I mean, it's interesting. On the bandwidth question, I think we probably will just end up increasing the bandwidth or, you know, which translates to the effective dexterity and reaction time of the robot. Like, you can, it's safe to say it's not one hertz, and it's maybe you don't need to go all the way to 100 hertz, but I don't know, maybe 10, 25. I don't know. Over time, I think the bandwidth will increase quite a bit, or translated to dexterity and latency. You'd wanna minimize that over time. Yeah. Minimize latency, maximize dexterity.

I mean, in terms of breadth and depth, I guess, you know, we're a pretty big company at this point, so we've got a lot of different areas of expertise that we necessarily had to develop in order to make electric cars and then in order to make autonomous electric cars. We've just, I mean, Tesla is like a whole series of startups basically, and so far they've like almost all been quite successful. We must be doing something right.

I consider one of my core responsibilities in running the company is to have an environment where great engineers can flourish. I think in a lot of companies, I don't know, maybe most companies, if somebody's a really talented, driven engineer, they're unable to actually, their talents are suppressed at a lot of companies. It's, you know, some of the companies, the engineering talent is suppressed in a way that is maybe not obviously bad, but where it's just so comfortable and you're paid so much money and the output you actually have to produce is so low that it's like a honey trap, you know?

Like, there's a few honey trap places in Silicon Valley where they don't necessarily seem like bad places for engineers, but you have to say, like, a good engineer went in, and what did they get out? The output of that engineering talent seems very low, even though they seem to be enjoying themselves. That's why I call it there's a few honey trap companies in Silicon Valley. Tesla is not a honey trap. We're demanding, and it's like we're gonna get a lot of shit done, and it's gonna be really cool. It's, you know, not gonna be easy. But if you are a super talented engineer, your talents will be used, I think, to a greater degree than anywhere else, you know. SpaceX also that way.

Speaker 33

Hi, Elon. I have two questions, so both to the Autopilot team. The thing is, like, I have been following your progress for the past few years. Today, you have made changes on, like, the lane detection. Like, you said that, like, previously you were doing instance semantic segmentation. Now you guys have built transformer models for, like, building the lanes. What are some other common challenges which you guys are facing right now, like, which you are solving in future as a curious engineer, so that, like, we as a researcher can work on those, start working on those? And the second question is, like, I'm really curious about the data engine. Like, you guys have, like, told a case, like, where the car is stopped.

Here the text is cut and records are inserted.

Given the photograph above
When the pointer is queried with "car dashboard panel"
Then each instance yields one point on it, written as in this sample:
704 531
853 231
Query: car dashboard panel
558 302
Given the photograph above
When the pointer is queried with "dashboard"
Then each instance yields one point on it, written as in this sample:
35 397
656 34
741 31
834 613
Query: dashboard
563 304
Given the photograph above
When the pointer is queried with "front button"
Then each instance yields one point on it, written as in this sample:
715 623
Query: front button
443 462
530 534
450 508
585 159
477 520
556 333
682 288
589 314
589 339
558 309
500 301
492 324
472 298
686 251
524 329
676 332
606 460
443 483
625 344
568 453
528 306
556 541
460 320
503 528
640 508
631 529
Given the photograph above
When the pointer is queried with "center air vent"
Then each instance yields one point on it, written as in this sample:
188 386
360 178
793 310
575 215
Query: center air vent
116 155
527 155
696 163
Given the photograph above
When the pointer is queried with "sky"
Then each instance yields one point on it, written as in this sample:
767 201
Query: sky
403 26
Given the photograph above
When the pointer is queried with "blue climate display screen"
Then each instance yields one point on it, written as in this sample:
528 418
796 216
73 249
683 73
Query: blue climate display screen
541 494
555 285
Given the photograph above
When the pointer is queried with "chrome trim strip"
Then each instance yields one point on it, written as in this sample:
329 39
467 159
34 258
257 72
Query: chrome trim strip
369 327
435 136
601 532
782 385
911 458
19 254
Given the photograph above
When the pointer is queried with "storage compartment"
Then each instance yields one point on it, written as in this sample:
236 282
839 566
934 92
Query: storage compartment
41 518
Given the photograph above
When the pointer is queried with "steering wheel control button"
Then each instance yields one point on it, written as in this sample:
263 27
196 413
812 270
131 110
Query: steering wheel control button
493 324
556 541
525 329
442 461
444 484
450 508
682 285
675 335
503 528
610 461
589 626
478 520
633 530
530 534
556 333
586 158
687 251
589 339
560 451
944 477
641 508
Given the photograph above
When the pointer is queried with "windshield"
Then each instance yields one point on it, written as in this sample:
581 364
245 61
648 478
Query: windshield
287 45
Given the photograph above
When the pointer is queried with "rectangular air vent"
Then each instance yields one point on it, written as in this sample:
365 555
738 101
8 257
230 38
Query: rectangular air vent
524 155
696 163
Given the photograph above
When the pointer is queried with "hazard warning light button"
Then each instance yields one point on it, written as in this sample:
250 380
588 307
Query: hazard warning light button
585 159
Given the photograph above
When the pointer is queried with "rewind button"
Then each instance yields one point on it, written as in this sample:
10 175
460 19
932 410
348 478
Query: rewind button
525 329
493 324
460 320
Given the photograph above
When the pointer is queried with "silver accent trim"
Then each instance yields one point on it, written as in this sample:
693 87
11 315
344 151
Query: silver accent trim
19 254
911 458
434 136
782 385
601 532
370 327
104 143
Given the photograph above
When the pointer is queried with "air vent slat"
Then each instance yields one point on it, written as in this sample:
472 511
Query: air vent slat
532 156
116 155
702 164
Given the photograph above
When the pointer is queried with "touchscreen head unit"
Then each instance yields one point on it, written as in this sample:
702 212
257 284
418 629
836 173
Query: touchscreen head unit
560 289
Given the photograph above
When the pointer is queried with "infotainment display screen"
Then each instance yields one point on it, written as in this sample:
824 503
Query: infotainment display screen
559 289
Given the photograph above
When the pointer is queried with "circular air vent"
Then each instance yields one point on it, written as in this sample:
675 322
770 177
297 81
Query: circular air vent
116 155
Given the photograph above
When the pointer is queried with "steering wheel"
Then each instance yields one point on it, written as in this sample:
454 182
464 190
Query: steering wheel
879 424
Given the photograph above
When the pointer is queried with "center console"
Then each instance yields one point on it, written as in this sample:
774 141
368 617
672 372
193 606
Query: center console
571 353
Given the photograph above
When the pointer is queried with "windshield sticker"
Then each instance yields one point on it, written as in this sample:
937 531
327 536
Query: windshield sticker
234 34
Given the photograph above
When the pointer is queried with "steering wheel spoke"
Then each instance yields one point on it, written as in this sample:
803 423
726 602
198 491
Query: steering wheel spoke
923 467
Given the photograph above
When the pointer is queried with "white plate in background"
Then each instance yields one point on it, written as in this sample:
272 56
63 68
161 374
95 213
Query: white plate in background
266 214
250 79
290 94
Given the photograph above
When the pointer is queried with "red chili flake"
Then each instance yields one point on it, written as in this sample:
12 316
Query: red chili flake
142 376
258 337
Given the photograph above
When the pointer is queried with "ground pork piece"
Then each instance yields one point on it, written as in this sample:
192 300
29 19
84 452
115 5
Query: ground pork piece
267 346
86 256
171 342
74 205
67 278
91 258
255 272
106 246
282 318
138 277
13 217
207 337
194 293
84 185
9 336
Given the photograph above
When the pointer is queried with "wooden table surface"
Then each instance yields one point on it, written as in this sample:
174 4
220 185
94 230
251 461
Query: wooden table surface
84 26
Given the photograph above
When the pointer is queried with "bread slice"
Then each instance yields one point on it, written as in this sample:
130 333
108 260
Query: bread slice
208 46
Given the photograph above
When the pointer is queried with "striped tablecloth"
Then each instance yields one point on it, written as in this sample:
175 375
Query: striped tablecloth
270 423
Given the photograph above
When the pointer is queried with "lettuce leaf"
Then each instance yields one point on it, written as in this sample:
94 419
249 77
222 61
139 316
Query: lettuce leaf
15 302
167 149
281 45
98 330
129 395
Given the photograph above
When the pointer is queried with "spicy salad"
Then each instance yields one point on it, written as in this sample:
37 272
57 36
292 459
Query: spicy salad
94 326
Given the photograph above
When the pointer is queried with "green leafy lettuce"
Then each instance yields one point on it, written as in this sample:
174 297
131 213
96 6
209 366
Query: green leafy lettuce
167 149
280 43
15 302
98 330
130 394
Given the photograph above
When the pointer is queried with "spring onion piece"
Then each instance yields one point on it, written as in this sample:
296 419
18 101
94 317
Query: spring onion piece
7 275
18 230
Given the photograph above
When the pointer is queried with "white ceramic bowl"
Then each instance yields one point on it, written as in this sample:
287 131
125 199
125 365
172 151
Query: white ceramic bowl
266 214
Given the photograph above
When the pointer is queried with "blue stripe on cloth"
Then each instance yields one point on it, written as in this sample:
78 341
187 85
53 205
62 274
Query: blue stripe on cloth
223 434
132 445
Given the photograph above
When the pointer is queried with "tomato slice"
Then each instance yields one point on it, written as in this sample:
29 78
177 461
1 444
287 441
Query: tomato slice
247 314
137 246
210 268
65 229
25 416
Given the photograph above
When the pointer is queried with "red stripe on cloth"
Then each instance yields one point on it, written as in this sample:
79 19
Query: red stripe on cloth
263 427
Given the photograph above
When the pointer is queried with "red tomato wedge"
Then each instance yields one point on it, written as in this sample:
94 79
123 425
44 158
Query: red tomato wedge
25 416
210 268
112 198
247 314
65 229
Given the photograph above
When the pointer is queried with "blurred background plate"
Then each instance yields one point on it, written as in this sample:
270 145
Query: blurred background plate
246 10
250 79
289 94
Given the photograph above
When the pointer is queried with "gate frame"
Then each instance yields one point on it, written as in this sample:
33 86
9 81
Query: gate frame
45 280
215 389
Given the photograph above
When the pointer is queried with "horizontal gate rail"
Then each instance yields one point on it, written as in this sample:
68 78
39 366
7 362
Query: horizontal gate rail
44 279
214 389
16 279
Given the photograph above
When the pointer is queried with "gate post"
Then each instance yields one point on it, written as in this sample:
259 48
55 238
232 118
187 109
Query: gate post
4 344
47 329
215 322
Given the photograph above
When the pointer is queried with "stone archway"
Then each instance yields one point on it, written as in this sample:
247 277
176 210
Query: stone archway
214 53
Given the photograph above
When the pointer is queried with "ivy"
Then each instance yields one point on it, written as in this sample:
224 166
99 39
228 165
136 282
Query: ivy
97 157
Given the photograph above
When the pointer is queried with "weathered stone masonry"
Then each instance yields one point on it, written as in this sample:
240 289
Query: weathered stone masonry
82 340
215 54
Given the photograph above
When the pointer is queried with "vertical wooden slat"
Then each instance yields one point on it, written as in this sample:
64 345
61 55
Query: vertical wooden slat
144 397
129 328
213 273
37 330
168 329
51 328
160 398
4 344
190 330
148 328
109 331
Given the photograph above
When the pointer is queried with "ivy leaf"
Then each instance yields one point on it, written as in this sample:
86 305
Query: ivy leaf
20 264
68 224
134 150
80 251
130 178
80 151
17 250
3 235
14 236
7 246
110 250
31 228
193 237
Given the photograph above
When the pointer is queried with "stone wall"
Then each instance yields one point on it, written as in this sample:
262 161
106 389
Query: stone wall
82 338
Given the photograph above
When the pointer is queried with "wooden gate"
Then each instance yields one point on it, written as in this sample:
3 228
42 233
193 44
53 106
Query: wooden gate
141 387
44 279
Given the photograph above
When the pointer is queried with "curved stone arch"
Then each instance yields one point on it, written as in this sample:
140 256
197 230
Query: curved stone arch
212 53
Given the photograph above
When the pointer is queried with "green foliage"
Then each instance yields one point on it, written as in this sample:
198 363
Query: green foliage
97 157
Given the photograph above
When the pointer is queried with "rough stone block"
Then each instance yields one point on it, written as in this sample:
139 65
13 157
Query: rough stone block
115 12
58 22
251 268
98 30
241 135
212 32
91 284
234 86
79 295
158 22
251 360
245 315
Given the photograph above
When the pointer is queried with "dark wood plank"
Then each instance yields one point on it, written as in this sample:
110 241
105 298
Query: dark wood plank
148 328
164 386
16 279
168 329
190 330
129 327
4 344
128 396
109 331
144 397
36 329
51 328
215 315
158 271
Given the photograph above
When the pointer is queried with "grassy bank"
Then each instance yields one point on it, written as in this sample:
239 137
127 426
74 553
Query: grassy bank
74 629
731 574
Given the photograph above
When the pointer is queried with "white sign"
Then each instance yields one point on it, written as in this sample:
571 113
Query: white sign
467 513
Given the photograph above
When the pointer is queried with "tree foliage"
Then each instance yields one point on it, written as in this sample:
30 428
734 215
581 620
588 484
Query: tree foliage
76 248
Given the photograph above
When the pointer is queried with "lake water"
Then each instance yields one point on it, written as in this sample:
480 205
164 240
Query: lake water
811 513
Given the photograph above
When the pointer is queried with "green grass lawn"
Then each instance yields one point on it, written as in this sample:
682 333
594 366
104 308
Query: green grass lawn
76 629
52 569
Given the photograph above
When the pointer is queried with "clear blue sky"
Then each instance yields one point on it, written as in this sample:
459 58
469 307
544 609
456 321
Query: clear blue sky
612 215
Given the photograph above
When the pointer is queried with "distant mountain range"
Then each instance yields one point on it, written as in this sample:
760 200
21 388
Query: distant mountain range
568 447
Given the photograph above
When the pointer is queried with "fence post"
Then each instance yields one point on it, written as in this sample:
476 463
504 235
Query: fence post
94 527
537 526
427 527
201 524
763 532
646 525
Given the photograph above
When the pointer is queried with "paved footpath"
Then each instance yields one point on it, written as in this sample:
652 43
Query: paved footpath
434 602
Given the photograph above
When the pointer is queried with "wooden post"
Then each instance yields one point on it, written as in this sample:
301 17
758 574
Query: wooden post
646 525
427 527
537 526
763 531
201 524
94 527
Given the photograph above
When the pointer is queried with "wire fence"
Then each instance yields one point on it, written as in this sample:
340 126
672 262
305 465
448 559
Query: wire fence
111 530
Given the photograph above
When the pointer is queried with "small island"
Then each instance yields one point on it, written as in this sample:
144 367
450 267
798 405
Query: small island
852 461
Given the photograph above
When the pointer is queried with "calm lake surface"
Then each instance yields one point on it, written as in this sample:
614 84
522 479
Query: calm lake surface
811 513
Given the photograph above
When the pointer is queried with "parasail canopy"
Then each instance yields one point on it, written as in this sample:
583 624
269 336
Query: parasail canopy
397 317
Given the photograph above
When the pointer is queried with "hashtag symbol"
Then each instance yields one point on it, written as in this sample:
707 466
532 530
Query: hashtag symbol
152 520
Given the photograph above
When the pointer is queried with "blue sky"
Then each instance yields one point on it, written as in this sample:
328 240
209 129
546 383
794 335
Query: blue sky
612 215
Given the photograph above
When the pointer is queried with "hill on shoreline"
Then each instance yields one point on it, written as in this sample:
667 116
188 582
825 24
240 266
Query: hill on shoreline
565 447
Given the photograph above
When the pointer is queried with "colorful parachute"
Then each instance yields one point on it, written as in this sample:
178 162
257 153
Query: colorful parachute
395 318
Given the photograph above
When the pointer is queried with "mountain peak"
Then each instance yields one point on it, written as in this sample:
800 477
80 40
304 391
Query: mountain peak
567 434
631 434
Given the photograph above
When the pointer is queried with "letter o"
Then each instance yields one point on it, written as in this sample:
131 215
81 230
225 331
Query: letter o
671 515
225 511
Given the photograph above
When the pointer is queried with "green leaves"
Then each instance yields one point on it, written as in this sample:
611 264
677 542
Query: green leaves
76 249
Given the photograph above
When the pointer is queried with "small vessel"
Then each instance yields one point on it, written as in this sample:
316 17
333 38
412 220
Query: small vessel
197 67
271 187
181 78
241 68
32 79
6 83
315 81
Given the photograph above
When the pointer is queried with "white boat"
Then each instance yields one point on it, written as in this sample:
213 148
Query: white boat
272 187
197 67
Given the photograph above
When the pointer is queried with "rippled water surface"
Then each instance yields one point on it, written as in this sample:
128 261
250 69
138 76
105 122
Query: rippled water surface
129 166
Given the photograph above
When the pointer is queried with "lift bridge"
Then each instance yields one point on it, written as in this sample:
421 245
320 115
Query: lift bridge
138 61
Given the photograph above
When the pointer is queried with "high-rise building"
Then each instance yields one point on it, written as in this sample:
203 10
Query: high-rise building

How are you finding cases which is very much similar to that from the data which you have? Like, so little bit more on the data engine would be great. That's it.

Phil Duan
Director of Engineering, Tesla

Okay. I'll start. I'll answer the first question, using occupancy network as an example. What you saw in the presentation did not exist a year ago. We only spent one year of our time. We're actually shipping more than 12 occupancy network. To have a one foundation model actually, to represent the entire physical world, around everywhere, any and all weather condition is actually really, really challenging. Only over a year ago, we're kind of like driving a 2D world. If there's a wall and if there's a curb, we kind of represent with the same static edge, which is obviously, you know, not ideal, right? There's a big difference between a curb and a wall. When you drive, you make different choices, right? After we realized that, we have to go to 3D.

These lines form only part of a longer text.